Diplolaena microcephala is a rounded shrub with elliptic leaves, distinctive stamens, variable flower colour and is endemic to Western Australia.

==Description==
Diplolaena microcephala, commonly known as lesser diplolaena, is a rounded, spreading shrub about 1.5 m high and similar width. The grey-green leaves are elliptic shaped, margins folded inwards, up to 30-40 mm long on a petiole 2-4 mm long.
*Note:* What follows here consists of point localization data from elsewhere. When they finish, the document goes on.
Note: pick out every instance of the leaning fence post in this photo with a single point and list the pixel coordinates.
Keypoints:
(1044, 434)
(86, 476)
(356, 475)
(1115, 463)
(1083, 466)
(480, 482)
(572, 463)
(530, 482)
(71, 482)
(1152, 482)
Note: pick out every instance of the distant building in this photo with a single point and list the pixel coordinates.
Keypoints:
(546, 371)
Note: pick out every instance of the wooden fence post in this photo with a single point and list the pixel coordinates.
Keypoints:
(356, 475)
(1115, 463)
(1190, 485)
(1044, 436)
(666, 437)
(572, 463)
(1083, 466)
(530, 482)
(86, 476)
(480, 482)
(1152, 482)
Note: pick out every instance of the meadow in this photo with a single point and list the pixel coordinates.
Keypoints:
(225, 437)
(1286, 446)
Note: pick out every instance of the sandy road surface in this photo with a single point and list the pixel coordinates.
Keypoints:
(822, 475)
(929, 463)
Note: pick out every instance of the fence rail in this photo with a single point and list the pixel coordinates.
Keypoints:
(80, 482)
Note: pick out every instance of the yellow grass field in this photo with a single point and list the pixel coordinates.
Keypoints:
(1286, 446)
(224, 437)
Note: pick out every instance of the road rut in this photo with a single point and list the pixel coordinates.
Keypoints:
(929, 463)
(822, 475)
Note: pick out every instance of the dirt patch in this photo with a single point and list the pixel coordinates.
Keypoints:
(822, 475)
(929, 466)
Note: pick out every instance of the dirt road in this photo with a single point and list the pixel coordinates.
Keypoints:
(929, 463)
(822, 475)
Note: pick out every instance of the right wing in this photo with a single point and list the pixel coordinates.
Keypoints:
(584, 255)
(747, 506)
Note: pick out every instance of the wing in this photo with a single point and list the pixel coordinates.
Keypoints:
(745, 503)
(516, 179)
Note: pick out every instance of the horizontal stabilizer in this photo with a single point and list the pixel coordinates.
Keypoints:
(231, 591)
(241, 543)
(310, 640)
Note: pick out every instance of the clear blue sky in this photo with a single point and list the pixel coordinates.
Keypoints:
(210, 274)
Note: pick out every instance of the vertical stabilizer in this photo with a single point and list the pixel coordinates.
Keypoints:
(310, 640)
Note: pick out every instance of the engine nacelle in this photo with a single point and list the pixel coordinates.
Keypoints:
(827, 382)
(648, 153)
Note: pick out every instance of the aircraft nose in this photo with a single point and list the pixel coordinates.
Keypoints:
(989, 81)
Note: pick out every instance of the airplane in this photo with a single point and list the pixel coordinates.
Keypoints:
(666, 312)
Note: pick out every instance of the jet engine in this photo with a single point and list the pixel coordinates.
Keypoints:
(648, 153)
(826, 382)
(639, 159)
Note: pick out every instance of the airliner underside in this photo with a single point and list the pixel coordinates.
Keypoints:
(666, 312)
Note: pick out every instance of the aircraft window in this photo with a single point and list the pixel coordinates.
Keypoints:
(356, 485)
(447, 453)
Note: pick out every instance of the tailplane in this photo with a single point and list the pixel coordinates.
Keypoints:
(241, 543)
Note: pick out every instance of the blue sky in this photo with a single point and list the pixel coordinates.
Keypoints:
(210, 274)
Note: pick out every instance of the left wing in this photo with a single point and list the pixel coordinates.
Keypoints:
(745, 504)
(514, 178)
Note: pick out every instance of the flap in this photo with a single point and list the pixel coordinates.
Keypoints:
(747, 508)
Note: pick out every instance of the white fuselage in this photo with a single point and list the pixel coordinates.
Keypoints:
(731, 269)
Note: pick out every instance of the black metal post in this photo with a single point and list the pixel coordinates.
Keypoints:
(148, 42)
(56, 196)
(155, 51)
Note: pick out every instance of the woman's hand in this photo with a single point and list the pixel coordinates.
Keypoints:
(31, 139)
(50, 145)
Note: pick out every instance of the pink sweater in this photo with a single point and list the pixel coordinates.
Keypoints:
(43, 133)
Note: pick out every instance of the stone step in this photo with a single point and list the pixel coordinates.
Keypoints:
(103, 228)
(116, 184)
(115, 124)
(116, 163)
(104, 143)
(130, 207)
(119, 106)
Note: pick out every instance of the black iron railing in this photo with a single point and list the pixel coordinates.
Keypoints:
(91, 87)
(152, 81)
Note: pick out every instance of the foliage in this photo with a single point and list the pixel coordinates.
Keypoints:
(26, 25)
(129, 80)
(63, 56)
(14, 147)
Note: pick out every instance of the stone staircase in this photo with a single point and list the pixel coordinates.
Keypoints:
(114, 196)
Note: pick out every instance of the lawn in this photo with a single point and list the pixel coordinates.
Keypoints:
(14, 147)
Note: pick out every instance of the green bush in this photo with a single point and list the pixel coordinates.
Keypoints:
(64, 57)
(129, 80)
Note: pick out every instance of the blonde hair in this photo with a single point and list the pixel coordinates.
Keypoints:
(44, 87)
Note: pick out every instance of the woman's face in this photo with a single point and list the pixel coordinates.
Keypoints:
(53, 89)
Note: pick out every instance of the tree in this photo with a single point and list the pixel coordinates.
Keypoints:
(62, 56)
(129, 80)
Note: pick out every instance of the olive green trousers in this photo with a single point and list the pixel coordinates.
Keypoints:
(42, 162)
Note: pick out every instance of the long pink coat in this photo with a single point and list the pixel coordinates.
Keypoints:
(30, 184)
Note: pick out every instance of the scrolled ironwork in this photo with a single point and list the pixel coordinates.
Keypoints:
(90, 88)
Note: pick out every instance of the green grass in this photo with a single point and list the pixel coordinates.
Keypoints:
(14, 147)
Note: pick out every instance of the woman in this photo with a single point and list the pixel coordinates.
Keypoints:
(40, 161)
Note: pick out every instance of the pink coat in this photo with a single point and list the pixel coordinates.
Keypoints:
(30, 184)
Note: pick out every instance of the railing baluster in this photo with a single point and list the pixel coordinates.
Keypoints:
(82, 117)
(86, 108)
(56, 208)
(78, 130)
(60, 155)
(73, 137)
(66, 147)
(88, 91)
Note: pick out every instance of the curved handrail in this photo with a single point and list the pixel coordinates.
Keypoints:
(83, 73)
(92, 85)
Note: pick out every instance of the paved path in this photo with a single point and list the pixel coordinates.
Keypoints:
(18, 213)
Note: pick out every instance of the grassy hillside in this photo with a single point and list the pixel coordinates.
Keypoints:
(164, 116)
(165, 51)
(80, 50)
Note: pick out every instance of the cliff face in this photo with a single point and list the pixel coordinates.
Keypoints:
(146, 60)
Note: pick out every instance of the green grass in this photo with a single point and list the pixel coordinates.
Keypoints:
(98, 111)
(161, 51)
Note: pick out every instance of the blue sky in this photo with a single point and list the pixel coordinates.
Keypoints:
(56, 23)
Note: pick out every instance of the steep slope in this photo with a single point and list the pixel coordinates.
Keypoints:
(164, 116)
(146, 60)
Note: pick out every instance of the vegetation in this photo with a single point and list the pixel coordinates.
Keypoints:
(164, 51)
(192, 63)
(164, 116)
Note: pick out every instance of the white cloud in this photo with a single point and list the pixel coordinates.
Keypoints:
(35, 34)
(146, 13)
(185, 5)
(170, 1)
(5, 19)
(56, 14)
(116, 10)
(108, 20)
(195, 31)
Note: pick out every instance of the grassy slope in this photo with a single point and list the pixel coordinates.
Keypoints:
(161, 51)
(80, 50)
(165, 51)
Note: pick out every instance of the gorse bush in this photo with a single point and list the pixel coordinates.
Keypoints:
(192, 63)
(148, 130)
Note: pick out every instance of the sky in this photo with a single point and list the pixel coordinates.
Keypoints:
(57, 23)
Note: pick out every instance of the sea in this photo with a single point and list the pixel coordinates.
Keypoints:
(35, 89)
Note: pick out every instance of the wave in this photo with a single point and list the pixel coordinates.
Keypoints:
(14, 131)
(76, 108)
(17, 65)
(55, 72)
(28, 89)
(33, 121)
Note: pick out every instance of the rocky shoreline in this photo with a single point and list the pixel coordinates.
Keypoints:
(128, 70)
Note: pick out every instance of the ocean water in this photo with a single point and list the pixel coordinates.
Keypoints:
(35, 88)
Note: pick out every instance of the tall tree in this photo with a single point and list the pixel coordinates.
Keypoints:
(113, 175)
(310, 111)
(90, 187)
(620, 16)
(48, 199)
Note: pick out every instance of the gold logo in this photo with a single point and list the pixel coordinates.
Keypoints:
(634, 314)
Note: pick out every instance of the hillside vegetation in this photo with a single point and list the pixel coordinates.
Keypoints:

The leaf upper surface is sparsely covered with large rusty coloured star-shaped hairs, the underside moderately covered with stiff, large rusty coloured star shaped hairs. The outer bracts are egg-shaped to triangular, 6-10 mm long, covered with short, soft, rusty coloured hairs. The inner bracts narrowly oblong to narrowing triangular, slightly longer than outer bracts. The pendulous flowers are 25 mm across, with prominent stamens 15-20 mm long and vary in colour from red-green, red-orange or pinkish and are borne at the end of branches. Flowering occurs sporadically throughout the year.

==Taxonomy==
Diplolaena microcephala was first formally described in 1845 by Friedrich Gottlieb Bartling and the description was published in Plantae Preissianae.

==Distribution and habitat==
Lesser diplolaena grows near the south coast of Western Australia from near Walpole, east to near Hopetoun and east of Esperance. It grows in sand, gravelly soils and rocky loam near river banks and on granite hills.